Capitalizing on tragedy. Louisiana deja vu all over again. Haiti erupts while quaking right off the charts, and where might all this display of caring have been in the first place? Long before folks were relegated to living in shanty-shacks, infra-structure-less while juxtaposed alongside resort locales.

Let us not lament train wrecks. Let us attempt to prevent train wrecks. Legislation rather than monumental, insurmountable rehabilitation.

Teddy bears, bouquets, lighted candles, shrines, prayer chanting — and hurried habitats constructed by traveling troupes for a season. Then the television crews follow, when third-world humanity all blows to “kingdom come” one more time.
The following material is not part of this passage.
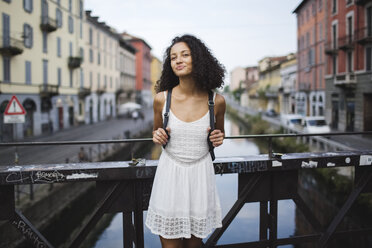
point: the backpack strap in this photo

Let us not pretend concern regarding catastrophes once they rage, devastate and destroy. Let us do something. Turn off the televisions and computers. Forget about slowed-to-a-crawl committee action. Respond every day, often to struggles, which appear smack dab under our very own noses. Natural disasters, combative situations, uninformed judgment calls. Souls falling between the cracks. Animal welfare. Let us relearn how to be all that human beings can be without prompts or resultant front-page recognition or spots on the evening news. No more crocodile tears, please — too painful to watch.